There is times, that etch themselves into your being. Summer 2006 is one of those. 'It's all over now Baby Blue' by Bob Dylan on rotation. I know I've been writing about this before.

'The empty handed painter from your streets, is drawing crazy patterns on your sheets... the sky too, is folding over you... and it's all over now baby blue....'

See, times pass. The 60's are over. It is 2014 now, and it happens weekly that I look up from my routines and think 'this is it. I've been here, Nairobi 2014.' We are living history. We are shaping history. This music is transporting a myriad of meanings through space and time.

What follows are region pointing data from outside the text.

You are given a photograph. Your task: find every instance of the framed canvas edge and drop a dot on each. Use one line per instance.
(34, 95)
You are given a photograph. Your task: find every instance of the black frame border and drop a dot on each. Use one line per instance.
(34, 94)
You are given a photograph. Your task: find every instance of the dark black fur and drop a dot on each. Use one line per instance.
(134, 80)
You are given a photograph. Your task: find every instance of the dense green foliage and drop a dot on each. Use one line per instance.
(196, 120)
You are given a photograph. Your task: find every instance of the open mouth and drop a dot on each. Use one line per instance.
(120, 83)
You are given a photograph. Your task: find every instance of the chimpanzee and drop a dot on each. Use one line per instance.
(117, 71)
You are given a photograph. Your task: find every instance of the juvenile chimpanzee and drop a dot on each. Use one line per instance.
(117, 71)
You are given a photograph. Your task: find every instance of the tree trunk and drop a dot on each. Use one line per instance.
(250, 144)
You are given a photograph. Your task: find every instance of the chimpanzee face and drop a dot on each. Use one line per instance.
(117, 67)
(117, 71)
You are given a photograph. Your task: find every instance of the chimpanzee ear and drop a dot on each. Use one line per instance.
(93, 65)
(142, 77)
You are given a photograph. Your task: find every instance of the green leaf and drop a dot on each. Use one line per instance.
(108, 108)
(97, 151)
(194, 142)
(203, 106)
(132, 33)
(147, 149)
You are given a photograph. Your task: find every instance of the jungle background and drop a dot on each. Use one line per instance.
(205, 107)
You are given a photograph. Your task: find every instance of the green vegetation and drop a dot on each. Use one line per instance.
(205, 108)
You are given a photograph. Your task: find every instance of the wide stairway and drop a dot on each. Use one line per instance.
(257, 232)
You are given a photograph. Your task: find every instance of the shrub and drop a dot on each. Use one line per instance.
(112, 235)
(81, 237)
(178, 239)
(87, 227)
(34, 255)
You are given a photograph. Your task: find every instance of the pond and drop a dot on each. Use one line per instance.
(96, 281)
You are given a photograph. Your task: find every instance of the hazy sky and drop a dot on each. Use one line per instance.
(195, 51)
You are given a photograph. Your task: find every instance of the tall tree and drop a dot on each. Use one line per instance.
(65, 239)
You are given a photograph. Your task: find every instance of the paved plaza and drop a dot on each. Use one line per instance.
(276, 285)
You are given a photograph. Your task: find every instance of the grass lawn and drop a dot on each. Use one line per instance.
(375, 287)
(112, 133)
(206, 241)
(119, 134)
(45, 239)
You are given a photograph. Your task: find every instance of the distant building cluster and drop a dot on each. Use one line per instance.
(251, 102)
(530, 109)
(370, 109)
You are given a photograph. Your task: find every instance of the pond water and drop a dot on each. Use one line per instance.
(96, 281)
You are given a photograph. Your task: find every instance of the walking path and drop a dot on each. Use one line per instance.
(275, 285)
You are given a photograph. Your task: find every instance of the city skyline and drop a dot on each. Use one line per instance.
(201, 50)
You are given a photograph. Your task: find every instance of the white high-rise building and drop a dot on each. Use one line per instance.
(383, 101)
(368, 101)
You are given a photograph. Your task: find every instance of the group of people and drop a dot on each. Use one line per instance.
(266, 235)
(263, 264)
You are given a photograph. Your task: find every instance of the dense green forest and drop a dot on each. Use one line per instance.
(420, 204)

For a while I was at a loss to make sense of my years in Los Angeles. I wondered what the hell I had been doing there. If it had been a big mistake, leading me astray, delaying what really is important to me. And, as time passes, I realize that it is not so. Every little thing I have experienced, gone through, shaped is informing my very steps I am taking now that make me so happy, that are leading into deeper and deeper meanings. Nothing was futile. I can't deny that music plays a huge role in my life. I can't deny that the emotional landscapes I wandered through during those years are what I am working with now. I can't deny that this love I have known, so infused with all this music, was so insanely beautiful and meaningful. I can't shake it. This young man touched me so deeply, I can still feel it in every piece of my soul. My friends from that time continue to touch my life deeply. The things I learned about life, love, loss and art give substance to everything I am doing now.

A friend asked recently 'with all your years in Kenya - are you finally settling for a consistent career?'. I can't blame him - the strands of the things I have done seem so disparate, if not random. I have wondered a lot about my path, myself, I have doubted that what I did was right or whether I missed out on very important aspects - but I feel now so clearly, that it is all true. That it is all right. That it all comes together, in the end.

Who knows, if I can know this kind of love again. Who knows if I can leave the dead behind, and if they will stop following me. When I kissed you, I had a flash back and wondered how it was to kiss him. And I realized, I would never, never, never again kiss those lips I so dearly loved.

And that's ok. Because it's all over now Baby Blue.